In-Season Training

Are we trying to sell you on our in-season training product? That’s exactly what we’re doing. We’re trying to sell you because what we want our athletes to understand is that Athletes Warehouse is our passion and our livelihood. When you all step out of our facility and onto the field, you are a representation of Athletes Warehouse. Therefore you represent our passion and our livelihood. Over the past off-season, watching all of you excel and completely transform yourselves into the athletes you are is the fuel to our passion. It is why we invest every waking hour of the day in preparation for your performance. The thought of any one of our athletes being put in a situation of potential injury or deterioration is what our coaches lose sleep over each night. With that being said, we cannot express how important it is that training is a year-long process. Furthermore, instilling a positive relationship with training, fitness, and health is a lifelong skill that we strive to ingrain in each one of you. This article intends to air out some commonly asked questions and concerns regarding in-season training.

Why should I train in-season? If I stop training, how quickly do my strength adaptations from the off-season begin to deteriorate?

After training in an optimal state of overload these last six months and then immediately starving yourself of such stimulus, the body becomes complacent. The athlete quickly begins to lose the performance benefits that they had received from a progressive overload over the last six months. A lot of these benefits are not necessarily referring to muscle loss or atrophy. These performance determinants are first felt from a hormonal and neurologically based level. In short, they are the first benefits that athletes receive when beginning their first several weeks of training, and these benefits are the first ones to go in a matter of weeks after depriving the body of training. By continuing training in season, we are attempting to provide the athlete with optimal levels of stress that enable them to maintain a high level of performance on the field while avoiding overly stressing them in a way that hinders their sports performance. The number one goal of all training (not just in-season), is injury prevention. The major commonality from all of our athletes who train in-season is that they stay healthier more often than those who do not. And for our superstitious readers, we are beyond confident in stating that.

Aren’t I going to be too sore to perform in my sport if I train during season? What does my program look like to avoid this?

Program design when coming to Athletes Warehouse in-season is a different experience than coming during the off-season. For all our current and former athletes reading this, you may understand this terminology. For our parents and other non-strength-and-conditioning related readers, it all starts with programming different muscle contractions. In a simplified explanation our training will focus on three types of muscle contractions: eccentric (lengthening of muscle tissue), isometric (no change in length of muscle tissue), and concentric (shortening of muscle tissue). What is important to note during an in-season program is the emphasis on isometric and concentric muscle contraction, as these are movements that allow us to provide a neurological stimulus at relatively high intensities, without the athlete being tremendously sore. On the latter, we avoid a large volume of eccentric muscle contraction as this is the culprit of the commonly sought after delayed onset muscle soreness that our everyday gym-goers pursue as a token of hard work. An example of how we make this adjustment is exchanging a traditional squat for a concentric squat, where the athlete simply stands the bar out of power rack and drops back down from the top.

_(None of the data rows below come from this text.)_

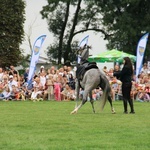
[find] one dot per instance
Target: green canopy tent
(111, 56)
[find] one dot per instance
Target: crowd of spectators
(50, 84)
(140, 86)
(59, 84)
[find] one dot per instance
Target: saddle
(82, 68)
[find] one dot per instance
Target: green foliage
(122, 22)
(48, 125)
(11, 31)
(126, 21)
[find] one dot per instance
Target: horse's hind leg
(112, 108)
(92, 101)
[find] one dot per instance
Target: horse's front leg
(84, 100)
(110, 101)
(77, 91)
(92, 101)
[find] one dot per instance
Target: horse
(89, 77)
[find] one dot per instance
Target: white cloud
(39, 27)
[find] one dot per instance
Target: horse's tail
(105, 86)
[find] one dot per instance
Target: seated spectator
(50, 87)
(68, 93)
(37, 89)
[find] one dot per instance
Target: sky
(39, 27)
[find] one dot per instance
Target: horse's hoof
(113, 112)
(74, 112)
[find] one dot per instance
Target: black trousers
(126, 90)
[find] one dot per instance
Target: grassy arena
(48, 125)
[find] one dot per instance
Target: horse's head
(84, 52)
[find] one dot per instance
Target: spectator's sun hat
(11, 76)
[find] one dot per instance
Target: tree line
(122, 24)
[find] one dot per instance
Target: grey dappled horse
(89, 80)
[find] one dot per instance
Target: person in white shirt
(12, 82)
(1, 74)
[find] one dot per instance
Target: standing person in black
(125, 75)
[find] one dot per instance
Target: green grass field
(48, 125)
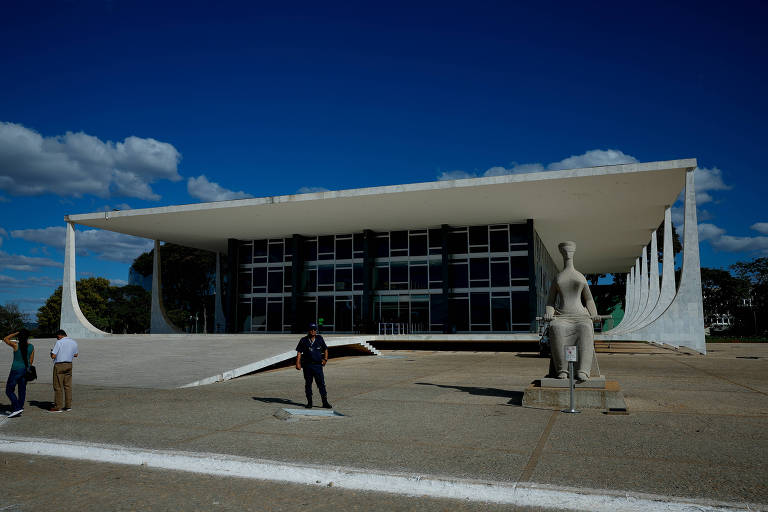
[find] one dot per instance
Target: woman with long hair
(23, 356)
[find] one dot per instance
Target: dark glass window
(435, 241)
(259, 251)
(307, 312)
(478, 269)
(435, 274)
(287, 316)
(324, 276)
(398, 275)
(500, 273)
(325, 310)
(437, 309)
(276, 253)
(259, 279)
(310, 250)
(478, 235)
(244, 282)
(459, 313)
(275, 316)
(275, 281)
(343, 279)
(343, 315)
(419, 277)
(358, 244)
(244, 253)
(459, 275)
(518, 233)
(310, 280)
(457, 243)
(259, 314)
(418, 245)
(244, 316)
(382, 246)
(518, 267)
(480, 308)
(357, 309)
(419, 313)
(500, 314)
(398, 241)
(499, 241)
(344, 249)
(520, 308)
(325, 244)
(381, 278)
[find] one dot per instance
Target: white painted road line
(529, 494)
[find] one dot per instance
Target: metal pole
(572, 410)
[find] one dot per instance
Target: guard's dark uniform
(312, 354)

How do I fit training into my practice/game schedule during the season?

While this answer can be drastically different depending on the sport, there are some overarching themes that span across all sports. Most would expect to see less weight room time as they approach the late season. When people think of the late season, they think of being dinged up; just holding onto their bodies hoping to make it through playoffs with whatever injuries have plagued them that year. Our athletes don’t experience this. Not only are they healthy from training year-round and throughout a season, but they are actually increasing the amount of time they spend in our weight room as the season goes on. Their practice volume and intensity tends to drop off since coaches are trying to preserve them. It creates a situation where most other athletes who are not training in season are deteriorating, our athletes are just getting ramped up come the time when it counts the most. How often an athlete trains depends greatly on the athlete themselves too. We have had lacrosse athletes who have come in for a squat session a day out of their state championship game, and baseball pitchers who are doing arm care and plyometrics a day before the biggest start of their season. Commonly, athletes tend to be hesitant to train during season out of fear of fatigue. Quickly, their in-season training becomes an integral part of the preparation and pre-game rituals as they feel the performance and health benefits over the duration of a season.

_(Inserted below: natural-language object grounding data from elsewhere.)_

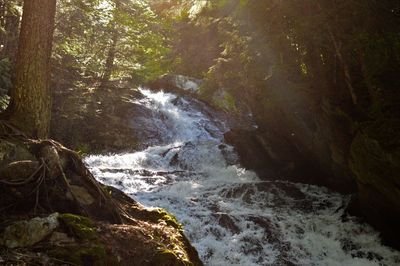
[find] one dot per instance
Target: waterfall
(231, 216)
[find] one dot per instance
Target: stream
(229, 214)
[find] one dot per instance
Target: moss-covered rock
(80, 227)
(375, 162)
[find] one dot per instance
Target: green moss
(375, 166)
(227, 102)
(168, 257)
(80, 255)
(163, 215)
(79, 226)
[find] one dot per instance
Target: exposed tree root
(57, 181)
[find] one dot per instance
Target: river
(229, 214)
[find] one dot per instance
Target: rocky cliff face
(324, 142)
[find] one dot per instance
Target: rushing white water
(230, 216)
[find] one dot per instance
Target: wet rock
(13, 151)
(82, 195)
(375, 161)
(28, 233)
(175, 83)
(227, 222)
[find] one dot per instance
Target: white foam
(230, 216)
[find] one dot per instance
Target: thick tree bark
(30, 106)
(11, 27)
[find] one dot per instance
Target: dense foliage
(346, 50)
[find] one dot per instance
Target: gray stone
(27, 233)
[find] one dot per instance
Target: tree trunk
(109, 65)
(11, 27)
(30, 106)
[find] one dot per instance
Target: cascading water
(230, 216)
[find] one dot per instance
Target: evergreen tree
(30, 105)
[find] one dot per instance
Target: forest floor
(54, 212)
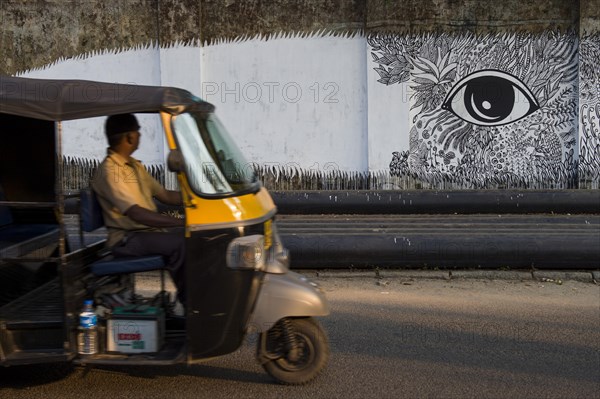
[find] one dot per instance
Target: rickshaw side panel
(220, 299)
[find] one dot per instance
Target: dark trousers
(170, 244)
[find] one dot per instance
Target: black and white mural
(498, 110)
(396, 111)
(589, 111)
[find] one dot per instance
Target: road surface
(390, 338)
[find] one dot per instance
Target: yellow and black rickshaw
(237, 270)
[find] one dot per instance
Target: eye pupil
(489, 98)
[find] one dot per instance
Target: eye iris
(489, 98)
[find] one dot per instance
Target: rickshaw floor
(41, 307)
(172, 352)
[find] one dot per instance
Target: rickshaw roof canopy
(60, 100)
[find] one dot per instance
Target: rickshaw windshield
(213, 163)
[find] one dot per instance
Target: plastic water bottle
(87, 339)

It has been an absolute pleasure to train every athlete who has come through our doors this winter season. With this spring season approaching, our coaching staff is excited to continue to be a part of your athletic domination. We cannot wait for each one of you to test out the newly acquired strength, speed, and power gains you’ve earned this off-season. If you had any doubts, you’re soon going to prove to yourself how your training has taken you to another level.